American policy in Europe was the theme of President Johnson's speech at a White House meeting marking the fifteenth anniversary of the North Atlantic Treaty.
GV Ext. White House
CU President Johnson SOF:
TRANSCRIPT: (SEQ 2) President Johnson: "We remain vigilant in defending our liberties, but we must be alert to any hope of stable settlement with those who have made vigilance necessary...and essential. In particular, we must be alive to the new spirit of diversity that's now abroad in Eastern Europe. "We did not make the Iron Curtain; we did not build the wall yet gaps in the Curtain are welcome. And so are holes in the wall whenever they are not hedged by threats. We continue to believe that the peace of all Europe requires the reunification of the German people in freedom."

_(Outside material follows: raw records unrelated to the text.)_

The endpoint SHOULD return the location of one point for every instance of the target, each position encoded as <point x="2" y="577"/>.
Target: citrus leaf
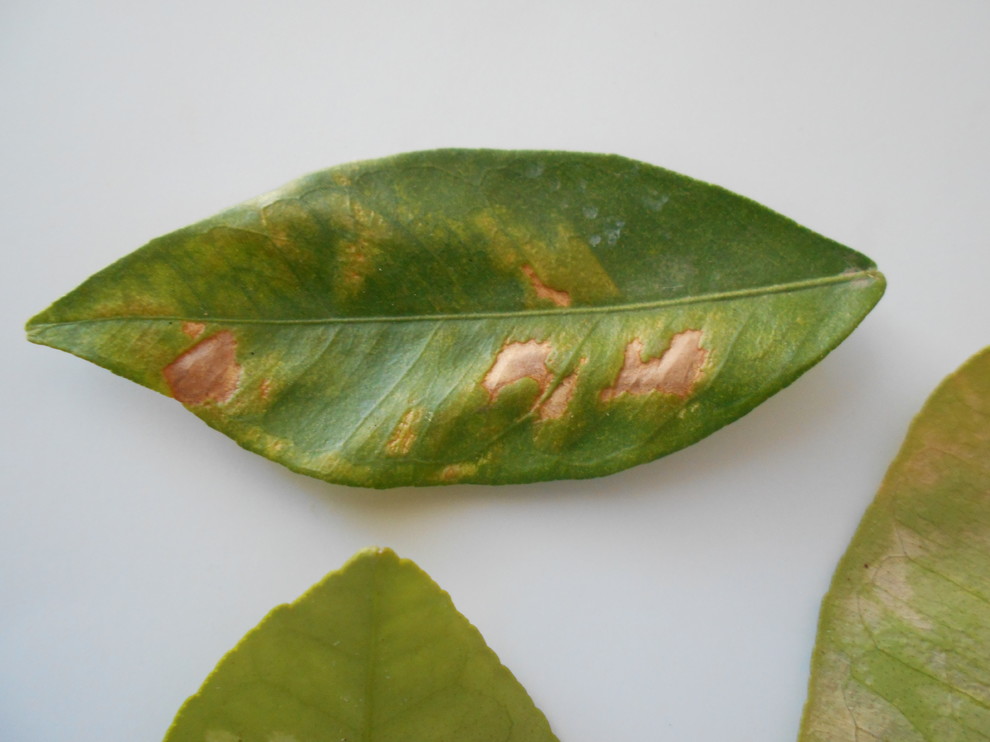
<point x="376" y="652"/>
<point x="472" y="316"/>
<point x="903" y="650"/>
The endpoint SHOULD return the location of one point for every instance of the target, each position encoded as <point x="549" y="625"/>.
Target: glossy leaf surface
<point x="374" y="653"/>
<point x="472" y="316"/>
<point x="903" y="652"/>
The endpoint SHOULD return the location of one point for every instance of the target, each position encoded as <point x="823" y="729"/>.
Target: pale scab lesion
<point x="457" y="472"/>
<point x="404" y="434"/>
<point x="193" y="329"/>
<point x="265" y="389"/>
<point x="676" y="371"/>
<point x="543" y="291"/>
<point x="529" y="360"/>
<point x="206" y="372"/>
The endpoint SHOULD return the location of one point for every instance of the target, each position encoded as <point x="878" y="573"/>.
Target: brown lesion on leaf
<point x="676" y="371"/>
<point x="555" y="406"/>
<point x="405" y="432"/>
<point x="193" y="329"/>
<point x="528" y="360"/>
<point x="207" y="372"/>
<point x="558" y="297"/>
<point x="518" y="361"/>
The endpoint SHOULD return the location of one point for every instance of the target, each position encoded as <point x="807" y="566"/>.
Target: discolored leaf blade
<point x="472" y="316"/>
<point x="376" y="652"/>
<point x="903" y="651"/>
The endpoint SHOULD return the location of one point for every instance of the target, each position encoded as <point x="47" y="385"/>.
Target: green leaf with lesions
<point x="376" y="652"/>
<point x="903" y="652"/>
<point x="472" y="316"/>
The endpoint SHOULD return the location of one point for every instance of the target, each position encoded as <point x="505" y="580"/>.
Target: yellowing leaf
<point x="472" y="316"/>
<point x="903" y="652"/>
<point x="374" y="653"/>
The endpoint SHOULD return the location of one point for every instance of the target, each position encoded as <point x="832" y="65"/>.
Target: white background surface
<point x="674" y="601"/>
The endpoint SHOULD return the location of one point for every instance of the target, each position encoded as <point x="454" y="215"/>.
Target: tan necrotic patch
<point x="207" y="372"/>
<point x="528" y="360"/>
<point x="518" y="361"/>
<point x="675" y="371"/>
<point x="193" y="329"/>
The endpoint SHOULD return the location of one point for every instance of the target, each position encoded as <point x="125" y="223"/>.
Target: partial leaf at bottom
<point x="374" y="653"/>
<point x="903" y="651"/>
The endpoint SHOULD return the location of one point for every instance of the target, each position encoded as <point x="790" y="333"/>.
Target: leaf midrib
<point x="871" y="274"/>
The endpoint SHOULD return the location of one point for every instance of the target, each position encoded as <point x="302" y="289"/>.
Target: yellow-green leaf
<point x="903" y="652"/>
<point x="376" y="652"/>
<point x="472" y="316"/>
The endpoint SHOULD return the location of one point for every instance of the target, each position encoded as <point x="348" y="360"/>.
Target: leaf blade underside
<point x="375" y="652"/>
<point x="459" y="316"/>
<point x="903" y="649"/>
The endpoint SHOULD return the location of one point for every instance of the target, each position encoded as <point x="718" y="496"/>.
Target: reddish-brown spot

"We will be firm, but we'll always be fair. Our guard is up, but our hand is out. We must build on the tradition of determined support for the great United Nations. We are pledged to this purpose by the very articles of our treaty and we have kept our pledge. The members of NATO provide most of the resources of the United Nations and most of its ability to help in keeping peace. When we began we promised that our treaty was consistent with the Charter. Today, we know that the Charter and the treaty are indispensable to one another - neither can keep the peace alone."
Script is copyright Reuters Limited. All rights reserved
Background: American policy in Europe was the theme of President Johnson's speech at a White House meeting marking the fifteenth anniversary of the North Atlantic Treaty.
President Johnson was addressing ambassadors from NATO countries, Congressional leaders and American officials who played a role in drafting the North Atlantic Treaty. The ceremony was held in the East Room of the White House.